Patients from the CAPRI registry were sampled with replacement to create a patient population for the simulation model. For each simulation, a population of 5000 patients was simulated to get stable results. The individual patient simulation consisted of several steps (Fig. 1). First, a patient with specific patient characteristics (as observed in the registry) was randomly drawn from the observed data. Second, type of treatment was assigned to each individual patient. LPD1 was the actual first treatment received in the CAPRI registry, whereas LPD2 and LPD3 allocation was based on probabilities conditional to the previous treatment as in the CAPRI registry (Table S7 in the ESM). Third, TTE1 was estimated using the TTE multivariate regression model (Table S2 in the ESM). Finally, type of event (i.e., next treatment or death) was estimated using the multivariate logistic regression model (Table S5 in the ESM). Second- and/or third-line treatment were simulated in a similar way except that death was the only possible event for TTE3 (Tables S3, S4, S6 in the ESM). Every time a patient started the next treatment line, patient characteristics were updated based on conditional probabilities depending on the patient characteristics in the previous line estimated from the CAPRI registry (Tables S8 and S9 in the ESM). All analyses were conducted using SPSS statistics 25 and R version 3.6.1.

2.6 Model Validation

A valid model should be able to simulate the observed data while using the same baseline characteristics, and simulated relative survival differences between treatments should be similar to the observed differences between treatments. Therefore, internal validation of the model was performed by mimicking the real-world patient population (i.e., same patient characteristics at start LPD1, same LPD1) in the model.

3 Results

From the CAPRI registry, 1937 of 3600 patients (54%) were eligible for analysis (we excluded patients who received no treatment [N = 1205] and those who received other [experimental] treatment [N = 458]). Most patients were treated with docetaxel in the first line (N = 1131), whereas 407 patients received enzalutamide as LPD1, 373 patients received ABI+P, and 26 patients received radium-223. Of all patients, 62% (N = 1186) received a second-line and 30% a third-line treatment. Patient and disease characteristics of the simulated population were comparable to those in the observed population after multiple imputation (Table 1).

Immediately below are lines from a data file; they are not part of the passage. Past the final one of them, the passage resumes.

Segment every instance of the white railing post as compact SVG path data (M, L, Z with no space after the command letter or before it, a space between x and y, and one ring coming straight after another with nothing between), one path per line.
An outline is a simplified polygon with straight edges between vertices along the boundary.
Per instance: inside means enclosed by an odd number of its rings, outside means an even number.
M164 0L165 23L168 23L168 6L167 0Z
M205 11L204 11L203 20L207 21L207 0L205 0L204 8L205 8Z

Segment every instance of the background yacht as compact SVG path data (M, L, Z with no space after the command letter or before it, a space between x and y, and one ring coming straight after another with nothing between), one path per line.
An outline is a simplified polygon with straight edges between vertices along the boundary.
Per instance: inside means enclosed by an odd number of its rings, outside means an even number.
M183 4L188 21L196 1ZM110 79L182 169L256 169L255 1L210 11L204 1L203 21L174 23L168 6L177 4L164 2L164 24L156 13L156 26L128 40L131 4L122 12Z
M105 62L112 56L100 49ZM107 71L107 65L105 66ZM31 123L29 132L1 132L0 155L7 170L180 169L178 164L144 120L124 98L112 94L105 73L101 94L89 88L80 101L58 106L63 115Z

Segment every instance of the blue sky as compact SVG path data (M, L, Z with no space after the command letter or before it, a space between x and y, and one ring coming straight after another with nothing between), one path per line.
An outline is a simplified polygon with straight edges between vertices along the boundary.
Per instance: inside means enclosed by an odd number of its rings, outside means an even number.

Table 1 Patient and disease characteristics of all patients at start of first life-prolonging drug

Overall (including all treatments), this resulted in similar survival curves for the simulated and observed data. However, the simulation model overestimated OS during the first years and underestimated OS in later years (Fig. 2a). TTE1 and TTE2 were similar between simulated and observed data in the first years; however, the simulation model overestimated them in later years (Fig. 2b and Fig. S1 in the ESM) and underestimated TTE3 in later years (Fig. S2 in the ESM).

Fig. 2
figure 2

Survival curves of observed and simulated data of total population. a Overall survival and b time to event 1 of observed and simulated total population. OS overall survival

Median TTE1 and type of event (i.e., next treatment or death) after LPD1 and LPD2 were similar for the simulated and observed populations (Table 2). Simulated median TTE2 and TTE3 deviated from the observed data, although the differences were small (TTE2: 7.5 vs. 7.1 months; TTE3: 7.9 vs. 8.2 months). Median OS was 0.8 months longer in the simulated than in the observed population (20.6 vs. 19.8 months).

Table 2 Median time to event (in months) and overall survival in observed and simulated population

As missing values were frequent for some patient characteristics (i.e., WHO PS, visceral metastases, opioid use, and LDH), simulation of TTE and OS was also performed for patients with complete data (N = 411). The characteristics of these patients are presented in Table S10 in the ESM. The simulation model overestimated OS during the first years and underestimated it in later years compared with the observed estimates (Fig. S3 in the ESM). Simulated median TTE1 and TTE3 were comparable to the observed results. However, there were differences between simulated and observed median TTE2 (7.4 vs. 6.4 months, difference: 1 month) and OS (20.2 vs. 18.7 months, difference: 1.5 months) (Table S11 in the ESM).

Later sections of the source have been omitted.